As the body spiraled in a shaft of sunlight, the prison physician—Dr. Benjamin F. Butcher—stepped onto a little stool provided by a guard and placed his ear against Holmes’s chest.
“Still beating,” he announced.
Though the force of the fall had broken Holmes’s neck and yanked the noose so tight that the hemp was embedded in his flesh, his heart continued to work for another fifteen minutes. From time to time, his body would shake and his limbs twitch convulsively. Finally, the movements subsided.
At precisely 10:25 A.M.—Thursday, May 7, 1896—H. H. Holmes was pronounced dead.
In the opinion of the sheriff’s jury, death had come “instantaneously.” The hanged man, they declared with authority, “had not suffered any pain.”
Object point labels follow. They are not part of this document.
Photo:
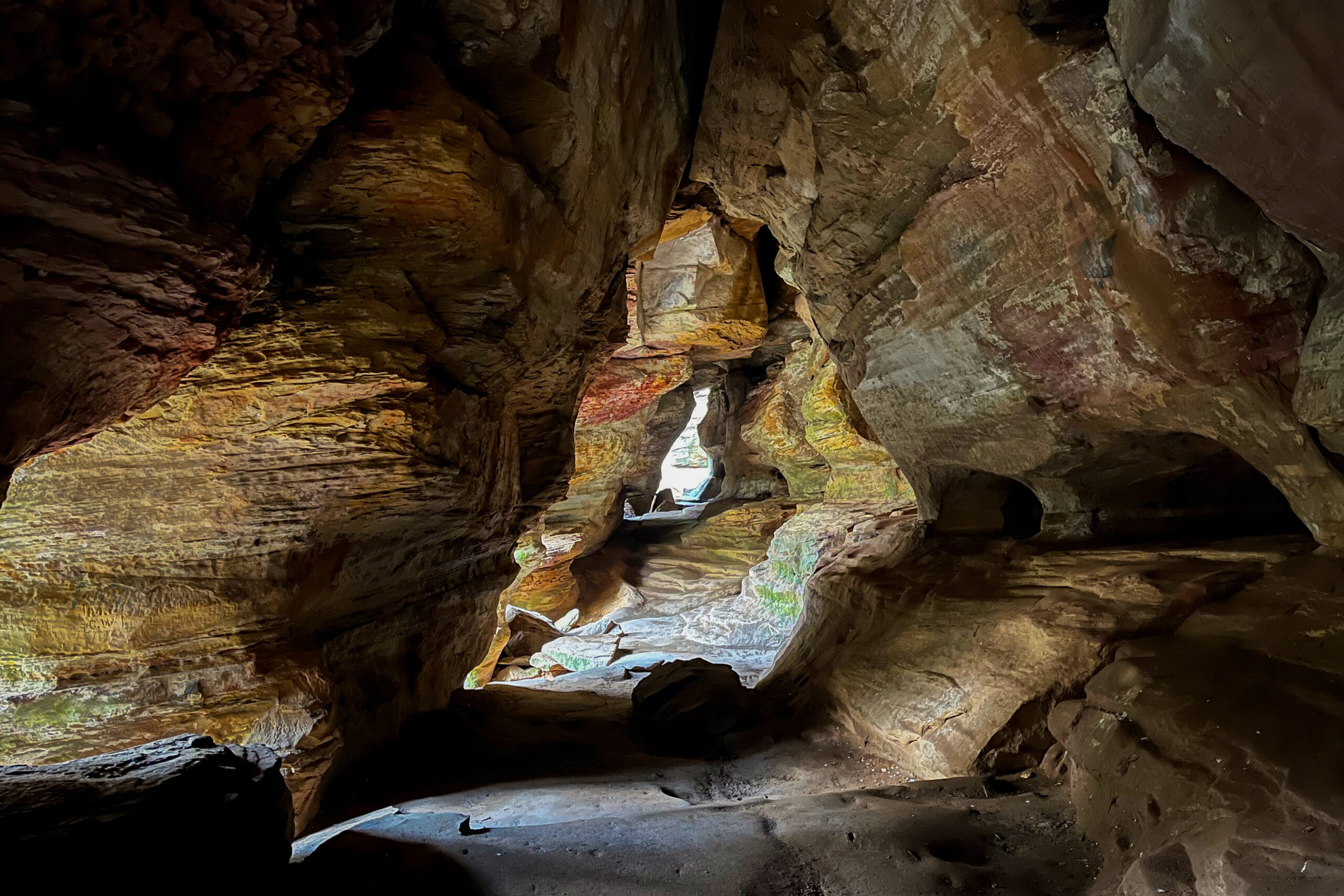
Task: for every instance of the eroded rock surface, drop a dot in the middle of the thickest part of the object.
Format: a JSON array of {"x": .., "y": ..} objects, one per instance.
[
  {"x": 306, "y": 542},
  {"x": 949, "y": 656},
  {"x": 135, "y": 140},
  {"x": 1016, "y": 272},
  {"x": 155, "y": 812},
  {"x": 1209, "y": 761}
]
In the end, after years of being demonized by the press—denounced as “Satan or one of his chosen monsters”—Holmes was granted not only human status but even a measure of respect. Trumpeting his execution in their morning editions, newspapers from New York City to San Francisco made note of his fortitude and courage in the final moments of his life. But it was The Chicago Tribune—a paper that had spent months accusing Holmes of the most diabolical acts—that paid him the ultimate tribute.
Holmes had met his death, read the headline, “like a man.”